Il processo di urbanizzazione e globalizzazione, per contro, ha implementato consumi , desideri e impiego “attivo” del tempo libero. La vecchiaia, che coincide per lo più con una ridotta produzione di guadagno, riduzione dei consumi e delle capacità fisiche e progettualità emotive, non rientra nei target che interessano il “mercato”, se non per marginali sezioni, è perciò “esiliato”. commenta la dott.ssa Maria Paola Graziani, psicologa clinica, esperta di psicologia dei consumi e ricercatrice del CNR.
“In questo quadro, la corsa a mantenere uno standard giovane e vincente attanaglia entrambi i sessi con una presenza ormai consistente del genere maschile che fa da cornice ad una leggera prevalenza delle donne, che si impegnano precocemente a non vincere il primato della vecchiaia, contrastando non solo la loro stessa biologia, che invecchia prima dell’uomo, ma anche sostenendo una costante competizione e identificazione con le immagini patinate condivise socialmente e collettivamente (modelle e attrici giovanissime)”.
Nasce e si propaga così un generale disagio che trascina con sé il
timore dell’espulsione dal “gruppo sociale che conta” e che, per allontanare il calice amaro delle conseguenze dell’invecchiamento (ridotta tensione della pelle, opacità dello sguardo, calo dell’armonia delle forme e dell’incedere, ecc.) ricorre freneticamente alle nuove e nuovissime tecniche d’avanguardia della
chirurgia e medicina estetica in supporto a saune, palestre e consimili.
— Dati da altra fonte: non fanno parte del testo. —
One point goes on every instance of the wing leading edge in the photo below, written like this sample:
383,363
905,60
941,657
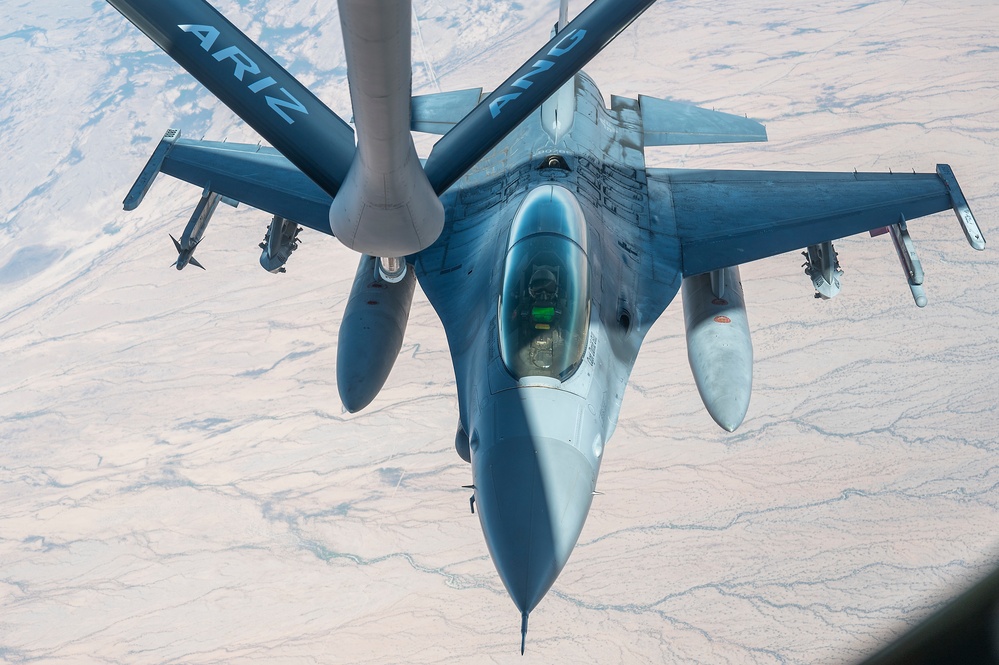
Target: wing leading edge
727,218
256,175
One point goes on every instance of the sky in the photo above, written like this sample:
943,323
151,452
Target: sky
179,483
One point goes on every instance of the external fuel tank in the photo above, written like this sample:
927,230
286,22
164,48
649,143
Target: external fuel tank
719,347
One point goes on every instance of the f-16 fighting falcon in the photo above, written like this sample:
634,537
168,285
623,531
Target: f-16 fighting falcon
540,237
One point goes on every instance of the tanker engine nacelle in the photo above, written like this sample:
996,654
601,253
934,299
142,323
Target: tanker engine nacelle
279,242
719,347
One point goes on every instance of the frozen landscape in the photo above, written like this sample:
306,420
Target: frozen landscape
178,480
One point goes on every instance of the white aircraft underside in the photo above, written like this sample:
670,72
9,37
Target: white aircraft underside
543,242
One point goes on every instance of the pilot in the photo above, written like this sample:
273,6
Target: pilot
543,288
543,284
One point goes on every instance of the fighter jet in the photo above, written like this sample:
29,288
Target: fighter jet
546,246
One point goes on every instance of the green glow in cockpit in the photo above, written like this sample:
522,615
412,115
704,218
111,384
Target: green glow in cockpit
545,304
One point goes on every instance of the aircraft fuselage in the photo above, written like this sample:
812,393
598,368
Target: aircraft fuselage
538,395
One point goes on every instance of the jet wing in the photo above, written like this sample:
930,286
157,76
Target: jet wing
258,176
727,218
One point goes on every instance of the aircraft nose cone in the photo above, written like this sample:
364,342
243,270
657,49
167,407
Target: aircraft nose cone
532,497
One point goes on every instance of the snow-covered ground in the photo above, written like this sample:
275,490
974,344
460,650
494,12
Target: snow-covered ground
178,482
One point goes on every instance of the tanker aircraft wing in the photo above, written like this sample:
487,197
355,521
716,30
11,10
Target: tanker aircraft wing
544,244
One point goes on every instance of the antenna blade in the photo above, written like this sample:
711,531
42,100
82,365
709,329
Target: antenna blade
521,94
249,82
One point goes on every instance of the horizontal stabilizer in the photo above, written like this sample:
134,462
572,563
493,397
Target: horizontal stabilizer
675,123
439,112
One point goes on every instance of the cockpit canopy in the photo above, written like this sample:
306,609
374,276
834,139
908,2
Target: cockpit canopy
544,308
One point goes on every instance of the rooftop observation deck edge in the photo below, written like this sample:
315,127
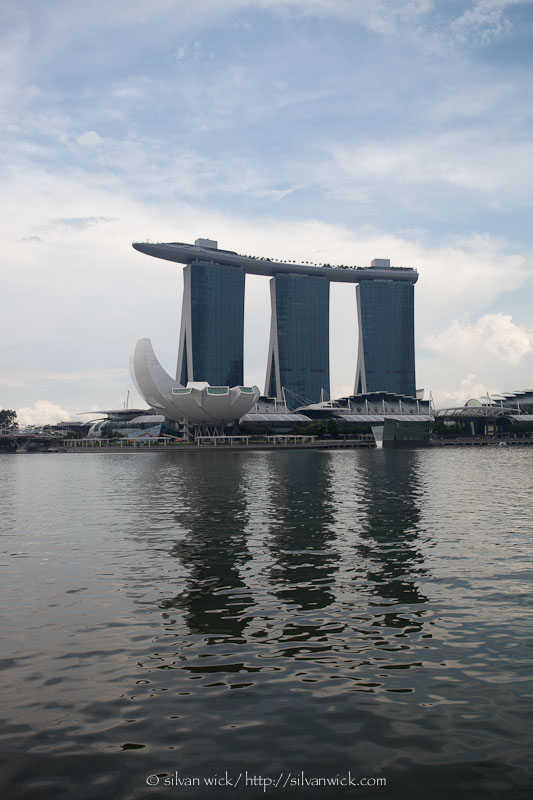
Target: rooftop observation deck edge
188,253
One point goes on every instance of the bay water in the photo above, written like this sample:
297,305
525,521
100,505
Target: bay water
267,624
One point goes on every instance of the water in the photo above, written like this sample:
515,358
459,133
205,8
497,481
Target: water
267,614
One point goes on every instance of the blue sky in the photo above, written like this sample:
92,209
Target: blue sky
324,130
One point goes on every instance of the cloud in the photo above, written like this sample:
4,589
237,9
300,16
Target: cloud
89,139
485,20
43,412
489,355
77,223
493,337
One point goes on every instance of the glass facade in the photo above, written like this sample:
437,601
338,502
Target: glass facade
386,337
300,341
216,325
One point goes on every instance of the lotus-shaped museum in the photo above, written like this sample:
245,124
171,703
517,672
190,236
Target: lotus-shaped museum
197,403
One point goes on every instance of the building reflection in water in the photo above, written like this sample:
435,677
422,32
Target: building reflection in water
213,510
389,534
302,530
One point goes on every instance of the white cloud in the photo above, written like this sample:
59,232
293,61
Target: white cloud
489,355
89,139
493,337
43,412
485,20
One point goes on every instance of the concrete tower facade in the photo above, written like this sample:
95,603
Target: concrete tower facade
298,356
212,325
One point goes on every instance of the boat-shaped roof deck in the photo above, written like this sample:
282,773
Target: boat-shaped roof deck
189,253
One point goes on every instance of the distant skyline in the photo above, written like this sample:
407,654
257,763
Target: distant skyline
313,130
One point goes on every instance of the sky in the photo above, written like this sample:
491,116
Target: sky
313,130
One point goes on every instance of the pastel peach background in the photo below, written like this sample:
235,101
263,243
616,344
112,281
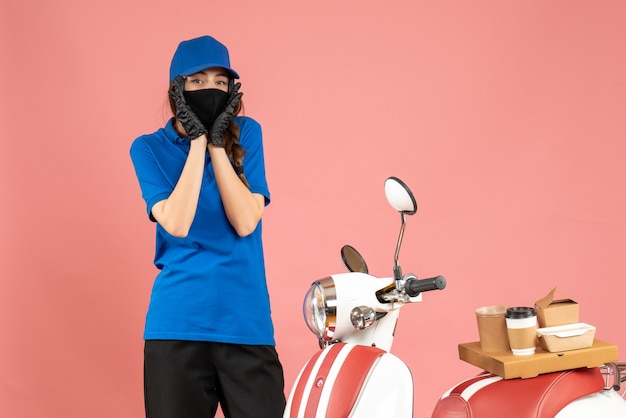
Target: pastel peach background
506,118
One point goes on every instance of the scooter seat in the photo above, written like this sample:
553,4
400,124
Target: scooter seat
490,396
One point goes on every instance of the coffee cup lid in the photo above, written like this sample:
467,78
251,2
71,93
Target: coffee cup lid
520,312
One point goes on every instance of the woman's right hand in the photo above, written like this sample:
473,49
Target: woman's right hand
192,125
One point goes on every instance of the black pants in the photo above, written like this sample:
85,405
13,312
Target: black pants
187,379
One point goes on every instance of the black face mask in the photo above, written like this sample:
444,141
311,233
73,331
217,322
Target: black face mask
207,104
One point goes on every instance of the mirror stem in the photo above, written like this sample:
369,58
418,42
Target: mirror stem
397,271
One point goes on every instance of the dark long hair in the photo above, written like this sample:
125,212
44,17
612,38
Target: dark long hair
235,152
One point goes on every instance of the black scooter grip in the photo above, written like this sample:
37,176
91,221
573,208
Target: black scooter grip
413,287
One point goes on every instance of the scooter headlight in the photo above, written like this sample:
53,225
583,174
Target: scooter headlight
320,309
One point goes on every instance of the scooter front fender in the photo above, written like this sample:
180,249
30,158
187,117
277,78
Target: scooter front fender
349,380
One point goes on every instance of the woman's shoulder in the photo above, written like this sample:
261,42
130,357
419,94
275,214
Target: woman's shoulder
160,136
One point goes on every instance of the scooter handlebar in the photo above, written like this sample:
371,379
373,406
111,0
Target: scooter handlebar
414,286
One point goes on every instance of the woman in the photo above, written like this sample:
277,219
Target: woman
209,336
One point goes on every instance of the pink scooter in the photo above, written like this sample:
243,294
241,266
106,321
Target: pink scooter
354,374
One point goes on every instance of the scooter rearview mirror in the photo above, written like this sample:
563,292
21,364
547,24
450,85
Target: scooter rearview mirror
353,260
400,196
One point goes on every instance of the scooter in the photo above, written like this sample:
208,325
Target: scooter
354,374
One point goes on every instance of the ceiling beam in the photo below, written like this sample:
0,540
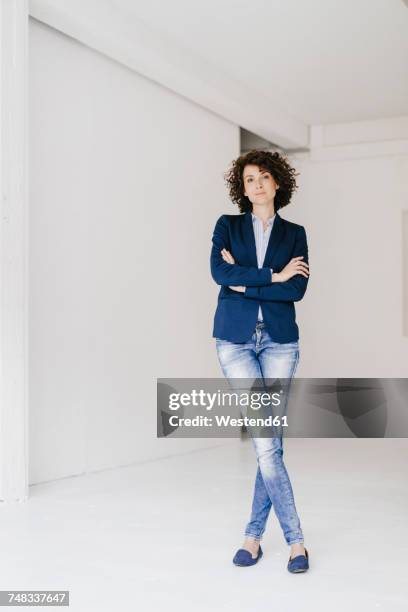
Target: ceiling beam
135,44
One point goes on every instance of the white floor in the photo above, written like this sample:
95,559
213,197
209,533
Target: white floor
161,535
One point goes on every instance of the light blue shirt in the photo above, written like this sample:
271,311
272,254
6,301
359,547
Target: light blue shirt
261,243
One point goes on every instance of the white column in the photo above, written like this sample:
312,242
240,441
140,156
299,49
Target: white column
13,252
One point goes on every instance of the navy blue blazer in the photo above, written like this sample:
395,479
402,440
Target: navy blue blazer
237,313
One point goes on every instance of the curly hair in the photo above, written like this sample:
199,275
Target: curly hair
275,163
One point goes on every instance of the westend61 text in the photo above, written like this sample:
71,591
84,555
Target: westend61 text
227,421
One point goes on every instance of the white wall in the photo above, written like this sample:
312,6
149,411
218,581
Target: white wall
351,318
125,187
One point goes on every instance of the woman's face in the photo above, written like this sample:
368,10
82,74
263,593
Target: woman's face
259,185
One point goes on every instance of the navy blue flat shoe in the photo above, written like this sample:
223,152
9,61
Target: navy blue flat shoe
244,558
298,564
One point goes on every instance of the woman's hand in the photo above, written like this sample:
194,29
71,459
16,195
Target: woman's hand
295,266
226,255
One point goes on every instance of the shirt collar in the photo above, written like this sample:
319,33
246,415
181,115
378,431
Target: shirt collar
269,220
Come i disturbi dell’umore, alimentari e di dipendenza da sostanze stupefacenti, anche questa esasperata e collettiva ricerca di fermare il processo naturale di invecchiamento ha un nome: “paura di invecchiare”, ossia paura della perdita di molti spazi relazionali, sociali, collettivi, privati, di ruolo, potere, fascino ecc.
“Le cause di questa paura dipendono da insoddisfazione personale, immaturità emozionale, bassa autostima e dall’affidare la costruzione della propria felicità a fattori esteriori nelle loro varie declinazioni. Di conseguenza la vecchiaia viene vista come una diminuzione dei propri orizzonti e temuta nonostante prevedibile e ineluttabile”.
Prosegue la Graziani: “Questo sentimento tormentato, come scrive lo storico saggista francese Jean Delumeau, può affacciarsi con una tale violenza da “scompaginare” l’integrità psichica dell’individuo. Se, oltre che pensare con prevalenza aggressiva all’aspetto fisico, ci si affidasse a quell’unicità di cui ciascuno di noi è portatore, si potrebbero coltivare precocemente anche i sogni, i progetti, l’affettività e soprattutto le relazioni e si potrebbe fare spazio al trascorrere del tempo con minori ansie di perdita”.
Mettere in risalto ciò che dura di noi, ovvero i tratti della nostra personalità, le azioni, le nostre riflessioni e le nostre narrazioni, senza sconti alle perdite e senza esaltazioni delle conquiste, può funzionare come e meglio di un elisir di lunga vita.
“Tanto più cureremo questo aspetto interno tanto più la scontata paura del naturale invecchiamento potrà essere armoniosamente rallentata o almeno resa compagna anziché nemica” conclude la Graziani “
e potremo godere della nostra vita a qualsiasi età come per un viaggio o una vacanza o un film che, alla fine, però, si deve concludere”.